Toxicity and Nerve Injury[edit]

Local anesthetic toxicity is indicated by numbness and tingling around the mouth, metallic taste, or ringing in the ears. Additionally, this may lead to seizures, arrhythmias, and may progress to cardiac arrest. This reaction may stem from an allergy, excessive dose, or intravasucular injection.[9] Other complications include nerve injury. Nerve injury is thought to affect 0.5-1.0% of patients receiving nerve blocks, although some studies suggest as many as 10-15%.[10] Permanent nerve injury, however, only affects 1.5 in every 10,000 patients. The use of ultrasound and nerve stimulation has greatly improved practitioners’ ability to safely administer nerve blocks. Nerve injury most often occurs from ischaemia, direct neurotoxicity, or needle misplacement.
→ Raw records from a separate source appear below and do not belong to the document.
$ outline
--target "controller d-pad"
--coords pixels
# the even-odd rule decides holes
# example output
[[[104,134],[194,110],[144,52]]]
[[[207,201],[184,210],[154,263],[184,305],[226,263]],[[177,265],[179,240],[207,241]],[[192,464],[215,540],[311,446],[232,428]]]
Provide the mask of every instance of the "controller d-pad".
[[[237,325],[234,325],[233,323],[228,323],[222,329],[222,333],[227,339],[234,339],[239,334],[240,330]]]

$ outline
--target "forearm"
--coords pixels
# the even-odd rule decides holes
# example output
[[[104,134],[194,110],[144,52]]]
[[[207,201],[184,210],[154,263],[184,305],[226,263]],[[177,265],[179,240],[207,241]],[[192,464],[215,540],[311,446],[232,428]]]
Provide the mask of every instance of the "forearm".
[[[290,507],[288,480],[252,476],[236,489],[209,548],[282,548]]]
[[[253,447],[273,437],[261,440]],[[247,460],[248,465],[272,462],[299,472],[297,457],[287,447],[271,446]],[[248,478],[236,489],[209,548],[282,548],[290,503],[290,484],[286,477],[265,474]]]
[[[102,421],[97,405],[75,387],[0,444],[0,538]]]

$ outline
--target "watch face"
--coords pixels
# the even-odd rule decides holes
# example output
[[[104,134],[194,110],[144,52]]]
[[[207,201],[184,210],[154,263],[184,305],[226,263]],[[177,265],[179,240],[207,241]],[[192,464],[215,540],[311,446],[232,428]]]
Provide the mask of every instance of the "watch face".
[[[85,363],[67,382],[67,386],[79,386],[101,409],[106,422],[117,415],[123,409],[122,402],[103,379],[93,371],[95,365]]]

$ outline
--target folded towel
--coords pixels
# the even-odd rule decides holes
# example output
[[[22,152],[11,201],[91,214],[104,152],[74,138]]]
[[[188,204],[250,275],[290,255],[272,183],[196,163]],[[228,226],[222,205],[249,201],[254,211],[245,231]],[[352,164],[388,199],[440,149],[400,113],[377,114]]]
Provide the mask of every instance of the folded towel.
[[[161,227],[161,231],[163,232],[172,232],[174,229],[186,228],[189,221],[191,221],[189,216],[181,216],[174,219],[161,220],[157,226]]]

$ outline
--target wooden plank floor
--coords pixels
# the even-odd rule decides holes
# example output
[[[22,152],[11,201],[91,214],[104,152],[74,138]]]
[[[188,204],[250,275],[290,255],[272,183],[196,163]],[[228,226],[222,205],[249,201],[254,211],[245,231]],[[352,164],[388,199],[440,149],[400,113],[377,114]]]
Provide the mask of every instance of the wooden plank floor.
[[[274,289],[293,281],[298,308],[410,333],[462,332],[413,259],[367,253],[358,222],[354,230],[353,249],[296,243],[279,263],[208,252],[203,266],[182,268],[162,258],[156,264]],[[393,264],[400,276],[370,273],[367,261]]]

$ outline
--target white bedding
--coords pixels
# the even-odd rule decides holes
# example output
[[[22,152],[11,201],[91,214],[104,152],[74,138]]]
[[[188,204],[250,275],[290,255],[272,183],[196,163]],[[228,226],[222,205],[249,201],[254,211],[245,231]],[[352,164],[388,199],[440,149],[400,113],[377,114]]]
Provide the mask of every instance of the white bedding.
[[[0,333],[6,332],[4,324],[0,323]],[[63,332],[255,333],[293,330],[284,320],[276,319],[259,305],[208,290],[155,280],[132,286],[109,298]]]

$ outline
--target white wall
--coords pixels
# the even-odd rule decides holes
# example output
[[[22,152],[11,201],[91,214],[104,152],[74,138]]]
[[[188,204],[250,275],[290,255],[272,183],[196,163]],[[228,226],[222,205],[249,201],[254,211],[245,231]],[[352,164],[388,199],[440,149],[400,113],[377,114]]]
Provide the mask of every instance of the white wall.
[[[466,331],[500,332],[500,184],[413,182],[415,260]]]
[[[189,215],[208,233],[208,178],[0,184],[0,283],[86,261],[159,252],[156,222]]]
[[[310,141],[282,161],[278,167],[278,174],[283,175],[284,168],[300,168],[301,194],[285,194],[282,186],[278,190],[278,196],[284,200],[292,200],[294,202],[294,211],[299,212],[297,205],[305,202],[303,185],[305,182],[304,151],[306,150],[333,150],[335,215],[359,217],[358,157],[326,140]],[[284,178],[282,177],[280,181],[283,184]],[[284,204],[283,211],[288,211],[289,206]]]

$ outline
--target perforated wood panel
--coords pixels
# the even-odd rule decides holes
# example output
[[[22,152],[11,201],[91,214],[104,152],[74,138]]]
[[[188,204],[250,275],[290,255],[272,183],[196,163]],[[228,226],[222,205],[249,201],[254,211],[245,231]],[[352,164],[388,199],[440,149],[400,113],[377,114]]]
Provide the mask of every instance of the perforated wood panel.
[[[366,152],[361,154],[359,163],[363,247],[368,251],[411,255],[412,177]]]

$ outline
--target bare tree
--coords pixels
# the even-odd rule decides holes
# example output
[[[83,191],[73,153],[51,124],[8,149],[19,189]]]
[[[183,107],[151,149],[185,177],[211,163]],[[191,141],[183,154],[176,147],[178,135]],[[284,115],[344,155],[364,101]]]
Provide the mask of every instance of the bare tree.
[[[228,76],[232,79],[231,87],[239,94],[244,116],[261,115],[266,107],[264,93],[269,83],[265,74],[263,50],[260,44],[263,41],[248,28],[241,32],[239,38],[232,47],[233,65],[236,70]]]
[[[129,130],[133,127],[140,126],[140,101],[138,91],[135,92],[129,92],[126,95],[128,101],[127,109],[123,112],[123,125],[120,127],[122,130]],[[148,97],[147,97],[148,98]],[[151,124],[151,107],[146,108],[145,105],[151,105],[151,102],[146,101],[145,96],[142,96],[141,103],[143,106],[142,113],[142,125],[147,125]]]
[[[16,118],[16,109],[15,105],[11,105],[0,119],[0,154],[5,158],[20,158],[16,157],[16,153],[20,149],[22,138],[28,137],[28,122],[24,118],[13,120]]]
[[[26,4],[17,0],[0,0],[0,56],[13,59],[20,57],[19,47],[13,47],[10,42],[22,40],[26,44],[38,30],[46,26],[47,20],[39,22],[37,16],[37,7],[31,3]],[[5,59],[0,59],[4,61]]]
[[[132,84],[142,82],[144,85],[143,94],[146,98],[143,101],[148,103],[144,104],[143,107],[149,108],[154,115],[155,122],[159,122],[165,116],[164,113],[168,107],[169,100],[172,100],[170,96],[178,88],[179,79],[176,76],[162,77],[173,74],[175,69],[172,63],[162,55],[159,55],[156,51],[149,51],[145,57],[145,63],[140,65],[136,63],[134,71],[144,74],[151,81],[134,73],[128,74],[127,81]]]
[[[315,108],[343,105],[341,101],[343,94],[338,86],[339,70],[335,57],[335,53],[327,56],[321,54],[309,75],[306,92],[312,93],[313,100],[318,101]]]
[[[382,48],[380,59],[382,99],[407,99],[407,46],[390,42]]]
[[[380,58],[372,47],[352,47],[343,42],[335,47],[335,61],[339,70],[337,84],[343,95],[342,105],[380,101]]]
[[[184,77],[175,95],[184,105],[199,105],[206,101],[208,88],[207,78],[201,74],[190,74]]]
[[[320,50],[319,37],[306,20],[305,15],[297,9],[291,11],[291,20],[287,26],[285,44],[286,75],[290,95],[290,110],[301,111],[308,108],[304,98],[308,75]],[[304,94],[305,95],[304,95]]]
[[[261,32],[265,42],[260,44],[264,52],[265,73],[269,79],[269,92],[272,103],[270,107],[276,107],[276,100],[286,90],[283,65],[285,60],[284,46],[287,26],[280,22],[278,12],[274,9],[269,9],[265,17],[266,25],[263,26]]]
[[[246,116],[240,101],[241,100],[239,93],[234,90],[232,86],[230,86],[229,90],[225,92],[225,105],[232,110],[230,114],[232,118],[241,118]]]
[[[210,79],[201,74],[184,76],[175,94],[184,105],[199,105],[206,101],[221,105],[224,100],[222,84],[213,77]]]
Ropivacaine is less toxic than lidocaine, however, ropivacaine is correlated with histological damage such as axonal destruction and Wallerian degeneration in rodents. Needle choice studies have also found that nerve injury was more likely with short-bevel needles compared to long-bevel needles. Finally, preexisting pathology also determines whether a patient is more likely to suffer nerve injury.[11]